Encouraged by what this simple little vegetable had done, Chef Barber, seed breeder Mazourek, and seedsman Matthew Goldfarb decided to keep going. They created a company called Row 7 Seeds, and are developing seven types of seeds, focusing on flavour first.
Imagine potatoes so creamy, there is no need for butter. Imagine squash so flavourful, it needs no maple syrup. Imagine a pepper that tastes like a habañero, but “minus the burn.”
Well, back in February of this year, after seven long years of organic, GMO-free breeding, these seven seeds are available for purchase, for farmers, both commercial and amateur alike.
I’d like you to meet the Magnificent Seven.
With Dubai farmers starting to experiment with advanced farming methods, it would be wonderful to see them perhaps growing a few of these exciting new varieties. As we know, imported vegetables are often tasteless and can lack nutrition, and it is initiatives like this that can elevate Dubai’s culinary industry to new levels.

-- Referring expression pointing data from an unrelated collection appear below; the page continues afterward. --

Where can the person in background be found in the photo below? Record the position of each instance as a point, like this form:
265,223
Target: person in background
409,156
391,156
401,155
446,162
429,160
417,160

These seeds are all available online to purchase. They are organic certified, GMO-free and more importantly unpatented, meaning Dan Barber and Co. encourage farmers to continue this exploration into flavour first farming.
At a time in our history, where good health is diminishing and there is a growing argument that more vegetables and less meat is a better diet for our species, these seven seeds could be the start of something truly game changing.
I’ll end with a quote from Mr. Barber himself. “Part of the goal of the company is not only to increase the flavour of vegetables: It’s to look at how we, as chefs, can change the culture of eating.”